Com base nos trabalhos que venho desenvolvendo ao longo da minha experiência no âmbito da Análise de discurso, arrisco dizer que não temos feito usos produtivos da ADC, principalmente no que diz respeito ao caráter emancipatório da análise. A análise de discursos como um momento da análise cognitiva deve ser entendida como uma possibilidade de análise de problemas sociais. Caso contrário, cairemos na tentação de produzir análises que servem muito mais para explicar o funcionamento dos discursos do que os fenômenos sociais. Isso acontece em muitos casos em que o pesquisador se enreda na busca

desenfreada de tentar usar os fatos sociais e categorizá-los em um amontoado de jargões e categorias originários dos estudos da linguagem. Sem desqualificar ou minimizar essa produção, estamos reconhecendo que toda a sofisticação conceitual é parte de um rigor que vem sendo implementado nas últimas décadas para compreender o funcionamento da linguagem por pesquisadores e pesquisadoras competentes e engajados nos seus objetivos de investigação. No entanto, destaco a nossa limitação enquanto pesquisadores multidisciplinares em acessar esse material teórico em toda sua amplitude.

Dito isso, outro aspecto importante da análise textual passa pela dimensão criativa no trato com a linguagem. Embora o gênero canônico e clássico da escrita acadêmica acaba, muitas vezes, por limitar o potencial criativo da análise seja ela de natureza ética, estética e poética, em muitos casos, a criatividade na pesquisa tem se apresentado mais na forma do que no conteúdo. Lutemos, assim por um texto que seja ato, visto que.
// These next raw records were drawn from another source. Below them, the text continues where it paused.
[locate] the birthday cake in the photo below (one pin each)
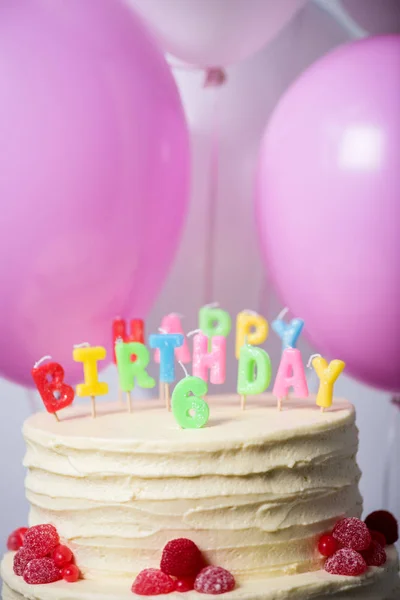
(254, 490)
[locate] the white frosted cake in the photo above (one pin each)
(254, 489)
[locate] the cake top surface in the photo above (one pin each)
(151, 427)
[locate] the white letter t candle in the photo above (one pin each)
(166, 343)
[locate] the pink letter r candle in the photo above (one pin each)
(215, 361)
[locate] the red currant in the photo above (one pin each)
(62, 555)
(184, 585)
(70, 573)
(327, 545)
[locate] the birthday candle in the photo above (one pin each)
(49, 380)
(214, 361)
(166, 343)
(130, 371)
(289, 333)
(89, 356)
(119, 332)
(190, 410)
(172, 324)
(213, 321)
(250, 327)
(290, 374)
(327, 375)
(254, 372)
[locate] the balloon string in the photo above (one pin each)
(208, 288)
(390, 459)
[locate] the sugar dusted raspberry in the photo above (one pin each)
(62, 555)
(21, 560)
(152, 582)
(184, 585)
(16, 539)
(181, 558)
(378, 537)
(41, 540)
(41, 570)
(375, 556)
(70, 573)
(327, 545)
(384, 522)
(346, 562)
(352, 533)
(214, 580)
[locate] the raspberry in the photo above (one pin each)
(62, 555)
(16, 539)
(214, 580)
(181, 558)
(378, 537)
(21, 559)
(41, 540)
(152, 582)
(346, 562)
(375, 556)
(352, 533)
(41, 570)
(184, 585)
(327, 545)
(384, 522)
(70, 573)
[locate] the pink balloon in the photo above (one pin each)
(94, 176)
(211, 33)
(328, 206)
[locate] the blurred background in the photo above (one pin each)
(219, 257)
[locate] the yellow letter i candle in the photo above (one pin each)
(89, 356)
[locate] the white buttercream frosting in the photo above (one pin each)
(254, 489)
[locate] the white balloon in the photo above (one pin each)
(215, 32)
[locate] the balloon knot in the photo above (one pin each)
(215, 77)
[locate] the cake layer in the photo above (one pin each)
(253, 488)
(377, 584)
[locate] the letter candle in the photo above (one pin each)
(119, 331)
(49, 380)
(172, 324)
(289, 333)
(252, 327)
(213, 361)
(213, 321)
(254, 372)
(327, 375)
(130, 371)
(290, 374)
(190, 410)
(89, 356)
(166, 343)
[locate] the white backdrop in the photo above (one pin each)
(236, 278)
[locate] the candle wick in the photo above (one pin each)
(282, 313)
(211, 305)
(190, 333)
(311, 358)
(249, 311)
(39, 362)
(184, 368)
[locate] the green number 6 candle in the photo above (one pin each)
(188, 408)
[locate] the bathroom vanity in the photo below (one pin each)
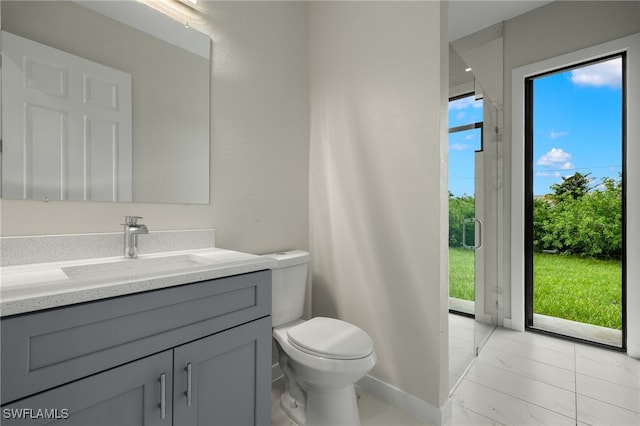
(186, 346)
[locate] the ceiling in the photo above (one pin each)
(469, 16)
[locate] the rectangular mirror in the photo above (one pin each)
(169, 67)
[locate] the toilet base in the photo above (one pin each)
(324, 407)
(294, 409)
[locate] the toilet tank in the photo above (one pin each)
(288, 286)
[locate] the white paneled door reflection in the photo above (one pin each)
(71, 139)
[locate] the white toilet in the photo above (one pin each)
(321, 358)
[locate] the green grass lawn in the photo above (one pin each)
(578, 289)
(569, 287)
(461, 274)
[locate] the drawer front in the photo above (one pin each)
(46, 349)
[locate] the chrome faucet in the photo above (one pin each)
(131, 231)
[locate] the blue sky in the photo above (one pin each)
(577, 128)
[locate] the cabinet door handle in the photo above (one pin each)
(188, 391)
(163, 396)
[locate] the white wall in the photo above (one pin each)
(259, 141)
(378, 89)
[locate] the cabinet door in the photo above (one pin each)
(230, 378)
(126, 395)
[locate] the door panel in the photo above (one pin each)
(225, 379)
(129, 395)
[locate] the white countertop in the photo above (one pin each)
(32, 287)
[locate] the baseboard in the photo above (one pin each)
(406, 402)
(276, 372)
(397, 397)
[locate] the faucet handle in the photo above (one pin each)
(132, 220)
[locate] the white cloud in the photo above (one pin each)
(607, 73)
(459, 147)
(548, 174)
(556, 158)
(567, 166)
(464, 103)
(556, 135)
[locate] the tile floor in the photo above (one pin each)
(527, 379)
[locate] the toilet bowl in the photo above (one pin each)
(321, 358)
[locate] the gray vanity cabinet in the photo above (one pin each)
(189, 355)
(129, 395)
(215, 378)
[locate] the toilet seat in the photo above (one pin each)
(330, 338)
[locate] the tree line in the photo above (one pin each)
(579, 217)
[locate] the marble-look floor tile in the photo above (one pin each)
(537, 339)
(463, 417)
(609, 392)
(598, 413)
(533, 391)
(526, 367)
(562, 358)
(375, 412)
(609, 366)
(504, 408)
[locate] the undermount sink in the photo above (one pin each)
(140, 267)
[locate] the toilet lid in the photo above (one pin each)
(331, 338)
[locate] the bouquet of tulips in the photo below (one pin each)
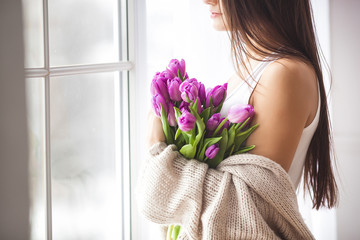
(191, 119)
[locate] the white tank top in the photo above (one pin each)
(242, 95)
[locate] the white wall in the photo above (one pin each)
(345, 52)
(14, 198)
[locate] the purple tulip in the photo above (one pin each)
(212, 151)
(184, 106)
(218, 94)
(159, 85)
(171, 115)
(152, 87)
(173, 88)
(158, 100)
(239, 113)
(186, 121)
(213, 122)
(166, 74)
(199, 108)
(202, 94)
(189, 91)
(194, 81)
(226, 125)
(175, 66)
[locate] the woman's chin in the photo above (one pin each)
(219, 26)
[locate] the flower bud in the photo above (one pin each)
(158, 100)
(212, 151)
(173, 88)
(213, 122)
(186, 121)
(171, 115)
(189, 91)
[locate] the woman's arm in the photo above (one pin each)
(283, 101)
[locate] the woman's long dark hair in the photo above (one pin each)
(285, 29)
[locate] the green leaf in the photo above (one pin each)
(240, 126)
(219, 127)
(245, 149)
(205, 114)
(188, 151)
(199, 122)
(177, 113)
(180, 141)
(231, 134)
(178, 133)
(242, 136)
(220, 156)
(166, 127)
(207, 143)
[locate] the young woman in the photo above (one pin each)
(278, 71)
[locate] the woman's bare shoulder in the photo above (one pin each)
(282, 107)
(291, 79)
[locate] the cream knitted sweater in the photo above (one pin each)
(246, 197)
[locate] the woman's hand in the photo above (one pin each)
(154, 130)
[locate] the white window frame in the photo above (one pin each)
(126, 69)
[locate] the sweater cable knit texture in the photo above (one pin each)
(246, 197)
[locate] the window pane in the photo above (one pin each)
(33, 33)
(36, 123)
(83, 31)
(86, 180)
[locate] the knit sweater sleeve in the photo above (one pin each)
(246, 197)
(172, 189)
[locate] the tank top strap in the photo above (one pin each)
(253, 79)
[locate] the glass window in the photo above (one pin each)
(86, 197)
(33, 33)
(83, 32)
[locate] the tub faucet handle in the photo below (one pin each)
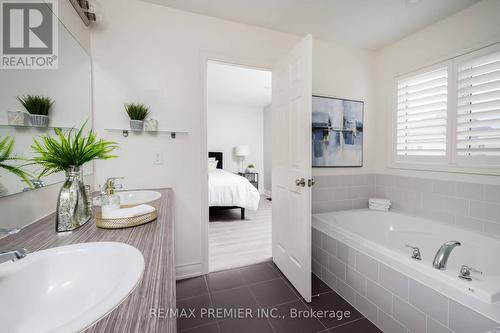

De muito pouco nos servirá tanta teoria, se ela não resultar de uma forma prática de realizar o conhecimento dela advindo. Entre a farra teórica e a identitária, as subjetividades sucumbem antes aos formatos e as normas, as mesmas das quais fugimos e na fuga, outras normas se criam, mas nunca uma que perceba o lado estÈtico, e mesmo poÉtico das normas e das teorias. Avancemos sobre ambas e busquemos um estar outro, talhado pela tinta dos corpos, pela experiência do corpo em liberdade, da

escrítica liberta e toda ela mixada numa nova realidade e

em favor dos corpos periféricos, marginais, supranacionais, profundos. (INÁCIO, 2016, p. 135)

Nesse viés, a criatividade precisa ser vista menos como um processo artificial, decorativo e figurativo, ou seja, restrito a inspiração e muito mais enquanto devir de “transformatividade própria e apropriada que atende ao ímpeto de ser desejante de mais vida, acréscimo de sua potência e consequente acréscimo de sua-comum responsabilidade existencial” (GALEFFI, 2014, p. 60). Afinal, o embate do sujeito encarnado tal qual pensamos no âmbito do grupo Enlace revela uma luta permanente, um gesto responsável e propositivo de insubordinação com os sentidos e os discursos. A escrita encarnada é aquela que tem

um potencial libertário, perturbador, por vezes blasfêmico pois deriva de um mergulho na experiência, na luta intempestiva pela busca de significados para a nossa existência.